Non c’è dubbio che, tutte assieme, quelle promesse non possono essere mantenute se non, forse, in tempi lunghi, ma il popolo, in generale, queste cose non può saperle, ed è normale che si faccia allettare dalle promesse in campagna elettorale. L’anomalia, stavolta, sta solo nel fatto che si trovino a tentare di realizzarle due partiti che, nelle urne, erano avversari, quindi con programmi diversi, ma pur sempre al vertice dei desideri di molti elettori. Se adesso però questi due programmi si sono quasi interamente sovrapposti rendendo impossibile l’immediata attuazione, non dimentichiamo che la colpa non è né di Salvini né di Di Maio ma è di Rosato (su input di Renzi) che ha scritto regole elettorali incomprensibili alla grande maggioranza della popolazione al solo scopo di far guadagnare voti al suo malandato partito e al suo smanioso capo (che però, con queste riprovevoli “furbate”, allontaneranno ancor più il loro vecchio elettorato).

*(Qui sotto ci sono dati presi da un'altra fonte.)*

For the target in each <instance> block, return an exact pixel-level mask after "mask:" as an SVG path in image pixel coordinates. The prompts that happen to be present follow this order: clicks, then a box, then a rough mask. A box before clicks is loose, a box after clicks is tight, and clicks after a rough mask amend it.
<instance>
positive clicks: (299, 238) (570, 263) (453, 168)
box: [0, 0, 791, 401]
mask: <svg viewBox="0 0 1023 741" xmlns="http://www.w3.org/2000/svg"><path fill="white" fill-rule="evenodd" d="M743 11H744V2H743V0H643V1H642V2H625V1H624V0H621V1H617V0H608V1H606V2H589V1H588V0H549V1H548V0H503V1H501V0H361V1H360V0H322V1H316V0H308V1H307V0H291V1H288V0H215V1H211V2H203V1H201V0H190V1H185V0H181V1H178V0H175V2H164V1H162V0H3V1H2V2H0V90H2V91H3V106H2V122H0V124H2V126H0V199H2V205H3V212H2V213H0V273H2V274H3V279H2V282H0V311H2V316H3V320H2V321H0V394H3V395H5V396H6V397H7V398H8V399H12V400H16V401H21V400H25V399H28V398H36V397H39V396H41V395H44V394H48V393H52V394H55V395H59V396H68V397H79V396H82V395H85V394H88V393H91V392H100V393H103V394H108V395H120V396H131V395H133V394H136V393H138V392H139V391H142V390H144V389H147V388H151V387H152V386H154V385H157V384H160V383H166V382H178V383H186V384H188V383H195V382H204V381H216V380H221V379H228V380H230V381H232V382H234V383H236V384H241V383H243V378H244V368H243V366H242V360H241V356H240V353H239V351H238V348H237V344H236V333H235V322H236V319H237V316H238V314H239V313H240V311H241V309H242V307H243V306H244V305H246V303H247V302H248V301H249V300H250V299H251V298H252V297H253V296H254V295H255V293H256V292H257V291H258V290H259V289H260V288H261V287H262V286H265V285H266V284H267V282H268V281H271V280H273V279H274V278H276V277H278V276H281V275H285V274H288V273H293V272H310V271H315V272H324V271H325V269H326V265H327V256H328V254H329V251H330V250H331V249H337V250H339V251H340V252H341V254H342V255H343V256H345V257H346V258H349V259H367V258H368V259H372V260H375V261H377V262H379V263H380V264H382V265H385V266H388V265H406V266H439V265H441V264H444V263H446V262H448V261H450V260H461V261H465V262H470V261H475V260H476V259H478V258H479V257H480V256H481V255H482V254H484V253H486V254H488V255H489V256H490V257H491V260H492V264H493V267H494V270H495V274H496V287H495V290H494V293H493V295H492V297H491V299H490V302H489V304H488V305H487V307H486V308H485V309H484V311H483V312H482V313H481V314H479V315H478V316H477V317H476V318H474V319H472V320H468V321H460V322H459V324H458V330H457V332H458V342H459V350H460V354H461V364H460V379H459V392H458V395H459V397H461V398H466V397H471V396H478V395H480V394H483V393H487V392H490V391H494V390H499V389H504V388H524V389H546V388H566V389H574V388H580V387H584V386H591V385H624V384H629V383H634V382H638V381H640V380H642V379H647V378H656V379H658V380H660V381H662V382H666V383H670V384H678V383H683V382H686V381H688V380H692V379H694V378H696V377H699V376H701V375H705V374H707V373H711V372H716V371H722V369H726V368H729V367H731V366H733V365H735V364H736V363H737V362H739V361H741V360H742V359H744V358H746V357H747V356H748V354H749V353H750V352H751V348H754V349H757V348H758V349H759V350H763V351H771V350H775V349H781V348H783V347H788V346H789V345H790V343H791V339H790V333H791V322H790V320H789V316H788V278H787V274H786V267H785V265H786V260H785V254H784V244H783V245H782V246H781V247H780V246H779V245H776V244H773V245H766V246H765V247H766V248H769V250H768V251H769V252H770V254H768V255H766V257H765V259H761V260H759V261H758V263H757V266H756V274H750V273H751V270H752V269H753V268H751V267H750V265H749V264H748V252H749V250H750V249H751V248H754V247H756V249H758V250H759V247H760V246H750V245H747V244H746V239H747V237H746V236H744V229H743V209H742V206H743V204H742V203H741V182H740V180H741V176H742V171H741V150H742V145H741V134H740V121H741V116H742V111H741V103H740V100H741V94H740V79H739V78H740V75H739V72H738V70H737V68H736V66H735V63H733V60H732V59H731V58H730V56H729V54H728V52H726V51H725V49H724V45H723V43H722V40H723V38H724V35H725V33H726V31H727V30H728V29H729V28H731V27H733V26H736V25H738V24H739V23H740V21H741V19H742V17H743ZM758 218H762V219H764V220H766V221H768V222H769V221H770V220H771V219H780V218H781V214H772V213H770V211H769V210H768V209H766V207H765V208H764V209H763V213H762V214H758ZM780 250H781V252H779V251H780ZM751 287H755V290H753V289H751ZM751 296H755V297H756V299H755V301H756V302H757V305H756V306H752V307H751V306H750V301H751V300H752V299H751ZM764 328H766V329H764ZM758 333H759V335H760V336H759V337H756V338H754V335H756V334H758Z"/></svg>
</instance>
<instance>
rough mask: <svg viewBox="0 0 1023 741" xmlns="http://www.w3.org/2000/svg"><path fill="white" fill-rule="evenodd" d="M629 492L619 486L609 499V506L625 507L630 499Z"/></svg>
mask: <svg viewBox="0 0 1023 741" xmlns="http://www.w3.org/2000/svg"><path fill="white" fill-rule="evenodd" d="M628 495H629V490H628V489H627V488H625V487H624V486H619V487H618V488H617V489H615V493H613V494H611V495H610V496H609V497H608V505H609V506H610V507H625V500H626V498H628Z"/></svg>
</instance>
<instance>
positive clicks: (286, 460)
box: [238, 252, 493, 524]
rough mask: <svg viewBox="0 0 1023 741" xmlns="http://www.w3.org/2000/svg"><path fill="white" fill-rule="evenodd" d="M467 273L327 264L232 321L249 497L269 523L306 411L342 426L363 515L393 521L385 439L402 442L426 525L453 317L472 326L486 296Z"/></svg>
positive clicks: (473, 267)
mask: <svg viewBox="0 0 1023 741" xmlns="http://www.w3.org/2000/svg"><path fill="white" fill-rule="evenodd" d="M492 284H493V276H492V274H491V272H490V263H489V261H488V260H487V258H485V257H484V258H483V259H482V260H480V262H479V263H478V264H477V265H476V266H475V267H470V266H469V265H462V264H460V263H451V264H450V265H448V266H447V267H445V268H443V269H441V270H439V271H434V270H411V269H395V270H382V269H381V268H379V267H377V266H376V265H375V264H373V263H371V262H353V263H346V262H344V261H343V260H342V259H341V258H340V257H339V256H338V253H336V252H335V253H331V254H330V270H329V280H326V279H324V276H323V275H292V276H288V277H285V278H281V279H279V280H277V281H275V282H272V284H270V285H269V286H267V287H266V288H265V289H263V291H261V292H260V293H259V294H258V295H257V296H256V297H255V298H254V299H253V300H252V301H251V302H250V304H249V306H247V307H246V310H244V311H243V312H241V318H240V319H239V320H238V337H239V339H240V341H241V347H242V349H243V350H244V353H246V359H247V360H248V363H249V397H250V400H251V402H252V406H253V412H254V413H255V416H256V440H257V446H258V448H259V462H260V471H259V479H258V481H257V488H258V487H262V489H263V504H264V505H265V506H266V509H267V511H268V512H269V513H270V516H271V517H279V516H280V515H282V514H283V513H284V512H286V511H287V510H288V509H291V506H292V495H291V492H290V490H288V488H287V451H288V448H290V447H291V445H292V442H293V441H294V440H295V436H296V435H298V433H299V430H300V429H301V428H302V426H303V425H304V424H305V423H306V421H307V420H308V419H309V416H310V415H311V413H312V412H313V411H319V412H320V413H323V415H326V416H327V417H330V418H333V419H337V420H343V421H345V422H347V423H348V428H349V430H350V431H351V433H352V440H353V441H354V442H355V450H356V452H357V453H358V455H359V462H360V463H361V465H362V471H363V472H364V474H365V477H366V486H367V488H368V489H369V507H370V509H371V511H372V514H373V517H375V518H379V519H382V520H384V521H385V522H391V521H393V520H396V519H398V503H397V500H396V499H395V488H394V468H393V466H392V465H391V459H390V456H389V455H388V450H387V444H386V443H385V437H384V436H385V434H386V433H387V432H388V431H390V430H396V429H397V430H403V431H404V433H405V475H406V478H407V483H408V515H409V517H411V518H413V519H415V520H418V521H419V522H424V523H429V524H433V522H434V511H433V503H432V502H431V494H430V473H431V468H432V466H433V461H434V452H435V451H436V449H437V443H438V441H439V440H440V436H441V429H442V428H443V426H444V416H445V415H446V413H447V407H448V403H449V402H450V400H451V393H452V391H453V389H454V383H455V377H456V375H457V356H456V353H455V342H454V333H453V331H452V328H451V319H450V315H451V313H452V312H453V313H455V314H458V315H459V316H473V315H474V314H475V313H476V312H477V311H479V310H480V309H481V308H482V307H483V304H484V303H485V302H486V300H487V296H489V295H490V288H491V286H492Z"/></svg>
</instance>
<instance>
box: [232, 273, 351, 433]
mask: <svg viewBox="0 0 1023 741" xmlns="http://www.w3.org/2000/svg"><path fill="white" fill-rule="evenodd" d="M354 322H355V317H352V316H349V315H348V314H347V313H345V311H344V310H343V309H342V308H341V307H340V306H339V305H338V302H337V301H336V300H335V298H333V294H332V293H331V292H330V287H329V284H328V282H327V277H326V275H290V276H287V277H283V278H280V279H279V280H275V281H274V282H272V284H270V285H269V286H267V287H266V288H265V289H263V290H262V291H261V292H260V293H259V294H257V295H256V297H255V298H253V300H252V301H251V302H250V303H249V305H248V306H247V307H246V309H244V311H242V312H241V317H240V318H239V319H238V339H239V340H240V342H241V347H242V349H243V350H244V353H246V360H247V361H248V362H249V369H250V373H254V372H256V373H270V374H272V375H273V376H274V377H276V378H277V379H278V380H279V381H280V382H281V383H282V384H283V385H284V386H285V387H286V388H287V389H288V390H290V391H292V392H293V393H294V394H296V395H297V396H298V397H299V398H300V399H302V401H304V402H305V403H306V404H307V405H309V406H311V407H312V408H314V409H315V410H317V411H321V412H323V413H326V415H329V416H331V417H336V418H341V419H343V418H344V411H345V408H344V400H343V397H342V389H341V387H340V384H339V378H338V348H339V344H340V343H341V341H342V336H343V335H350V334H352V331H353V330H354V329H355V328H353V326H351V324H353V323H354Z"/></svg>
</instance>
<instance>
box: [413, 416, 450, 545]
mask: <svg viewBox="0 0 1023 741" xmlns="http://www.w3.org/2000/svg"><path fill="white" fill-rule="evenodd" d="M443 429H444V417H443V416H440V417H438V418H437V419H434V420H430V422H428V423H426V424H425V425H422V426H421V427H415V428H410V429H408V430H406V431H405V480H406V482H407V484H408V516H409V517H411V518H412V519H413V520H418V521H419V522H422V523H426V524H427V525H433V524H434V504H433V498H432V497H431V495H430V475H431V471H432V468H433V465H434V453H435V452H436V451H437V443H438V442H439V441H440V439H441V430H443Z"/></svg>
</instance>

Anche lo “spauracchio” dello spread fa parte della politica “politicante”, essendo utilizzato in questa sotterranea strategia allo scopo di denigrare l’attuale governo, bollandolo come “sovranista” e ostacolando con ogni mezzo le sue riforme (che però sono molto gradite al popolo, al contrario di quelle di Renzi, imposte a colpi di “fiducia” e detestate dai più). Sarebbe molto meglio guardare allo spread come indicatore della supremazia degli speculatori sui risparmiatori invece che al semplice divario reddituale che si forma artificiosamente rispetto ai titoli concorrenti.

Nessuno si chiede perché un titolo che rende di più è dal mercato meno apprezzato di quello che rende di meno? Non è per il debito del paese emittente (che come ho spiegato nel precedente articolo non rientra nei rischi di gravissima perdita dell’investimento) è semplicemente per la valutazione che gli speculatori fanno circa la loro convenienza a dismettere prima della scadenza quell’investimento.

E’ notorio che le obbligazioni e i titoli sovrani, se venduti in anticipo, subiscono deprezzamento che può essere pesante, ed è proprio questo, non il debito dello Stato emittente, a “muovere” al rialzo lo spread. Allora bisognerebbe cominciare a trattare meglio i veri risparmiatori, che normalmente tengono il titolo fino a scadenza e tartassare invece duramente gli speculatori che non lo fanno praticamente quasi mai, cercando solo di guadagnare sempre e a qualunque costo sulle spalle dei veri risparmiatori.

Si potrebbe persino fare una semplice equazione: i sovranisti stanno ai risparmiatori come i politicanti stanno agli speculatori (o ai mercati?).